No hace mucho, el Diccionario de psiquiatría de Antoine Porot (1977) definió una enfermedad como “psicopatología de los negros” referida a las incapacidades intelectuales de los indígenas de África. Después de enumerar diferentes síndromes, que yo imaginaba cualidades culturales (como el onirismo), “soma-psicosomáticos” (como la depresión, el alcoholismo) y económicos (como el parasitismo intestinal y la sífilis), el especialista recomendó la repatriación de los negros enfermos. Todo a pesar de que años antes, en su célebre Peau noire, masques blancs (1952) el doctor Frantz Fanon había desenmascarado esa vieja estrategia de definir razas y esencias ajenas en lugar de considerar la dinámica psico-ideológica del colonizado y del colonizador. En pocas palabras lo resumió así: “el blanco [colonizador] me niega todo valor, toda originalidad, me dice que soy un parásito del mundo.” Aunque el negro se convierta en blanco para que su humanidad sea reconocida, le dirán: “tu no puedes, porque existe en lo profundo de tu ser un complejo de dependencia —le ‘complexe de Prospéro’—. [Por el contrario] el blanco obedece a un complejo de autoridad, a un complejo de jefe” (traducción nuestra) Establecido este orden, “tout le monde est satisfait”.
En la misma dirección, otro hito del pensamiento mundial lo marcó Orientalism (1978) del palestino-americano Edward Said. Allí, Said hizo un “inventario de trazas” sobre el sujeto representado (el oriental, el otro), en la cual los intereses del colonizador se revelan como la fuerza primaria de la representación del otro y ésta, como un instrumento de la misma colonización política y cultural. Por ejemplo, nos recuerda que, para Renan, “un semita era un rabioso monoteísta incapaz de producir mitología, arte, comercio, civilización […] todo lo cual representa una combinación inferior de la naturaleza humana’”. Y luego: “Ya en 1810 teníamos europeos como Cromer que afirmaban que los orientales necesitaban ser conquistados, y que esta conquista no era para dominar sino para liberar”. (traducción nuestra)
Si aún asumiésemos que todos estos críticos estaban equivocados —por no decir que eran “idiotas”, como lo afirman los autores del Manual para idiotas—, les queda la virtud incontestable de haber abierto brechas en la muralla del status quo, desafiado la violencia de las arbitrariedades de todo tipo: morales, políticas, culturales; la violencia de los mismos perfectos de siempre, de los exitosos, de los césares de turno y de los bufones del rey. Les queda la virtud de haber dinamizado el pensamiento y desafiado la historia, actitud siempre inconveniente a los principales intereses del poder bruto del momento, ese que no sólo ha colonizado el mundo sino que también pretende colonizar la crítica haciéndonos reconocer que le debemos el pan, la vida y todo lo que somos a un sistema del cual no podemos escapar sin caer en la marginalidad. ¿Por qué deberían irse los críticos a una isla en el Pacífico y no los dueños del mundo, con sus clérigos y bufones?

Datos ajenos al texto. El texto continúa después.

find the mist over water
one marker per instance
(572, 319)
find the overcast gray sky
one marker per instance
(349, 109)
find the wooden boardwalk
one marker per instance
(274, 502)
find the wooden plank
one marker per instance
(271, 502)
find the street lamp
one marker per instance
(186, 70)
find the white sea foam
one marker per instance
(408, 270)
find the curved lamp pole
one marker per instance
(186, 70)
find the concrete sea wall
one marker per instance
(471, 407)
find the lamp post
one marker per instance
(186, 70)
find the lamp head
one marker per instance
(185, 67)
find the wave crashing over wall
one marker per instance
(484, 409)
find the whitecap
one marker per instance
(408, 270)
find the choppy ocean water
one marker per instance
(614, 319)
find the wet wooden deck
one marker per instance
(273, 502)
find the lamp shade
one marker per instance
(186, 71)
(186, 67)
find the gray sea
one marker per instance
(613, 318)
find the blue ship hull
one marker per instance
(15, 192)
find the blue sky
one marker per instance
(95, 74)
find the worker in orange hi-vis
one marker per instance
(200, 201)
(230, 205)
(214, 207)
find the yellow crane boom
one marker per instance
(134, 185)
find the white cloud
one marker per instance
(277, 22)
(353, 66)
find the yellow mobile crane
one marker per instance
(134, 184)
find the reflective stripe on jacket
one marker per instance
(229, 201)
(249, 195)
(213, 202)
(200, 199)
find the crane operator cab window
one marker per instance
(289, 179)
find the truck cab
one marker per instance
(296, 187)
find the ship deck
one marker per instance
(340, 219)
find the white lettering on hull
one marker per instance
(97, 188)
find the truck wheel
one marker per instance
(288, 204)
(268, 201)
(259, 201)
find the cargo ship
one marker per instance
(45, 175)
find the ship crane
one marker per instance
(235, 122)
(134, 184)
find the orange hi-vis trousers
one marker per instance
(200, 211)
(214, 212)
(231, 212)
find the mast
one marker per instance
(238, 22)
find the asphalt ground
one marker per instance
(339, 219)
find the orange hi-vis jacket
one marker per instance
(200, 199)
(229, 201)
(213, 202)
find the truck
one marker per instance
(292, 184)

Si echamos una mirada a los horrores de la historia, podemos pensar que el capitalismo no es el peor de los sistemas que ha producido la humanidad. Lo peor que ha producido —después de la violencia de la explotación ajena— es la justificación de sus propios crímenes como necesarios y hasta como virtudes humanas. O como virtudes bíblicas: “El egoísmo capitalista resulta, pues, tan solidario que parece el que predica la Biblia” (Manual… Mendoza, Montaner y Vargas Llosa Jr.) Ni siquiera han podido aportar una sola idea nueva a la historia. Aunque su recurso principal es burlarse de los grandes del pensamiento, no hay una sola línea en tan extensos libros donde aparezca otra cosa que pálidos reciclajes (como cualquier junk food) de las repetidas y anacrónicas supersticiones del siglo XIX. Y eso que son tres, además de papá D’Artagnan que sólo aporta la fama de su nombre.